What gets tricky is working out if what we are doing if supporting us or masking the issue. Try this exercise, choose one of the supplements you use and imagine if you only used that one all of the time, in fact what if you increased the ‘dose’ to make up for not using the others. How long before your body said ‘something’s not working here’? Would your body still say having that supplement is a good thing?

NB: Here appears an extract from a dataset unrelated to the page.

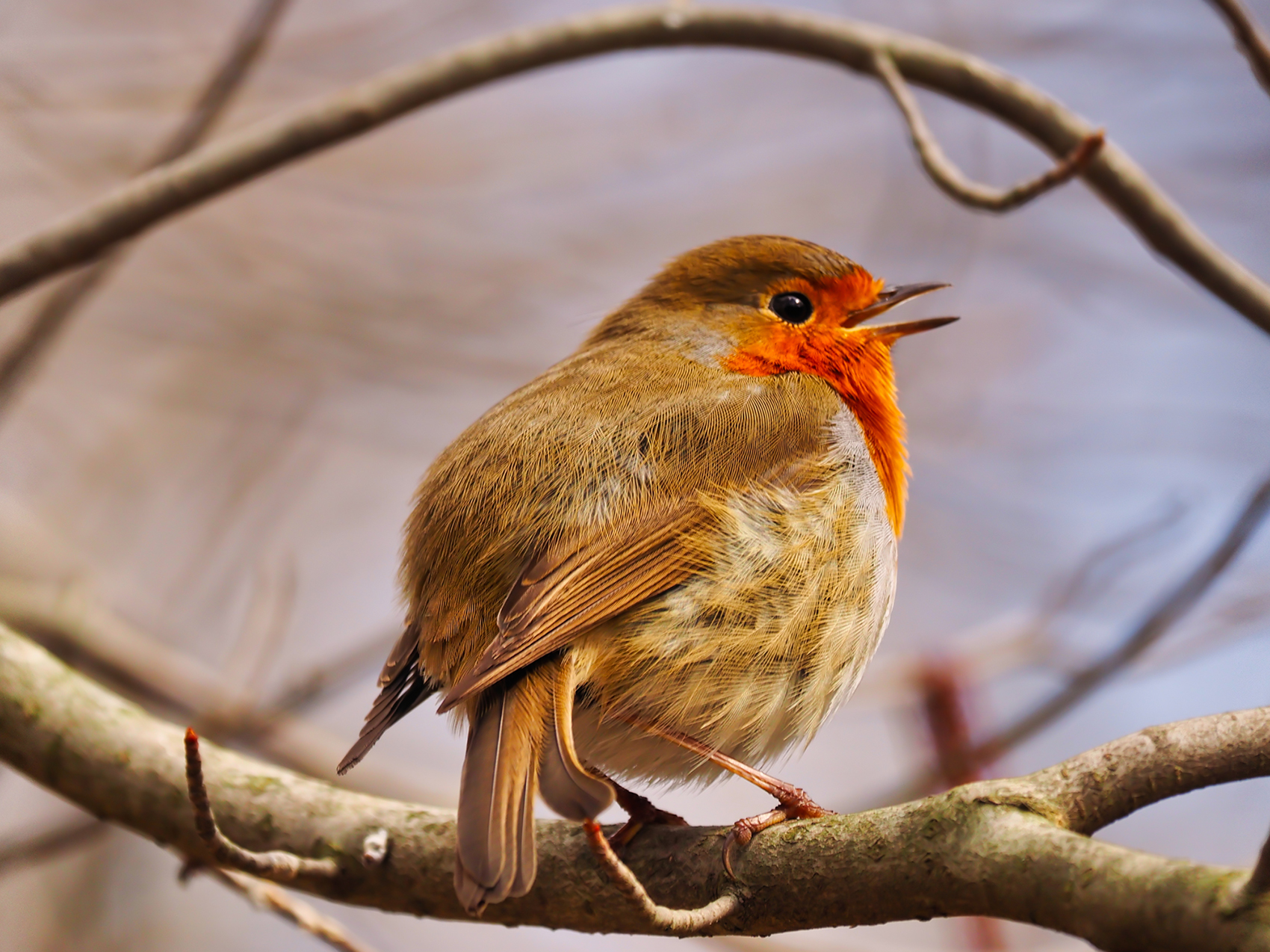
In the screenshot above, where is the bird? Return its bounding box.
[339,235,956,915]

We seem to have an innate ability to know how much of each supplement to use so as to not trigger a response from our body that might suggest that chosen supplement is not the best for us.  Indeed we are resilient and smart we are able to hide a deeper question  -

“Is how I live/work really normal or is it just something we have gotten used to?”
 
The simplest cross chek we use, is to look around and see how others are doing. If most people have an energy drop in the afternoon, it must be normal, if most people use supplementary fuels, it must be normal. But by using this approach, we can all incrementally keep dropping our vitality and increasing our suppliments.
 
What is societies current sense of normal achieving in terms of vitality and well-being?
 
Since 1980, there has been a fourfold increase in the number of people with diabetes[1]. In fact lifestyle diseases are now the number one cause of death globally[2]. When the number one cause of death gloabbly are preventable lifestyle choices, surely the question needs to be asked, how has this become normal?
 
It seems that we are becoming so good at ‘coping’ that we are masking a broader decline in our well-being.
 
Maybe we need to reset the benchmark for vitality?

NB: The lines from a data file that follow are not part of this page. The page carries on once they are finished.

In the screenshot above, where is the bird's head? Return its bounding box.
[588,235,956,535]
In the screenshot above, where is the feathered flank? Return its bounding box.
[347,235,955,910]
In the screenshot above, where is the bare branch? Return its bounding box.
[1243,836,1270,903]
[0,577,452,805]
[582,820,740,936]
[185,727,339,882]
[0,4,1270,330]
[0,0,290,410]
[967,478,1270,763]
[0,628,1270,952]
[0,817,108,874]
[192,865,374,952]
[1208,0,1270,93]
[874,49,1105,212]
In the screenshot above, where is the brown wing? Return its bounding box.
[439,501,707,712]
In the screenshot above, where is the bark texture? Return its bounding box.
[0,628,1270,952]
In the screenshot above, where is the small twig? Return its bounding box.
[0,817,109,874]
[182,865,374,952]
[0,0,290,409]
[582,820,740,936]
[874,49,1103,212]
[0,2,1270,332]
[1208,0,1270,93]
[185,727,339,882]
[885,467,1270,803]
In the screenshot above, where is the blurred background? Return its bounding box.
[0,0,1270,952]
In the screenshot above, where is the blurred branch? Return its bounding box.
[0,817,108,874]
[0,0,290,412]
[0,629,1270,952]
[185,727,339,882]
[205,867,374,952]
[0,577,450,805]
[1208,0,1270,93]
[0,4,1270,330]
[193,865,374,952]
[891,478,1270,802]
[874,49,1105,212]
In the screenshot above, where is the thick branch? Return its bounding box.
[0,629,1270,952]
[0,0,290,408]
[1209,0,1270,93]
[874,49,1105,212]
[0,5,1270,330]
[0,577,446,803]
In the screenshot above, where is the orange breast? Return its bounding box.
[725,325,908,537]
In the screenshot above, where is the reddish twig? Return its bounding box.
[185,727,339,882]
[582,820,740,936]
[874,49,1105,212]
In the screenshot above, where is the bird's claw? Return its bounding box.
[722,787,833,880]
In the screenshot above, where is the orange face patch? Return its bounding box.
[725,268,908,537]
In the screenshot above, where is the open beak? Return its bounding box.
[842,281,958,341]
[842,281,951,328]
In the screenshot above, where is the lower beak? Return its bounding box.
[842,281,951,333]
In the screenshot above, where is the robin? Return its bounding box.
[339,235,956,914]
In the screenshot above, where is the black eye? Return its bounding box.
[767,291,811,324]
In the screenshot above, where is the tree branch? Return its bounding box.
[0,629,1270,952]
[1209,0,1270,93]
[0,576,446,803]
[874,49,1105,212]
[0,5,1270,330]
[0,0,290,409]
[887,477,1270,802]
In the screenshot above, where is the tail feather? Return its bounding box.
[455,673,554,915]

  • Is it possible to consider getting everything done in a day/week and not rely on caffeine, alcohol or refined sugars etc.? Is it possible to get to the end of the day/week and not want to hide away in a book, screen, bottle of wine or sporting contest?
  • Is there a normal level of vitality that we had as children but have long forgotten?
This is not about suggesting a life of abstinence, but rather an honesty about why and how we choose to do what we do. Because without this honesty we progressively and ever so incrementally spiral down into 'new normals' without really clocking the overall change. We can then find ourselves justifying, defending or being critical of any suggestion that life was anything but normal.
 
In recent years, there has been a wonderful mental health campaign called R U Ok day, where people are encouraged to show they care enough to ask people they know if they are okay.

So for this month, take a moment and ask yourself,
  • Is your current vitality ‘normal’ or something you have gotten used to?
  • Are you  ‘solutions’ and something makes you feel better or do they contribute to a self sustianing vitality?
​If you feel better ask yourself “better compared to what?”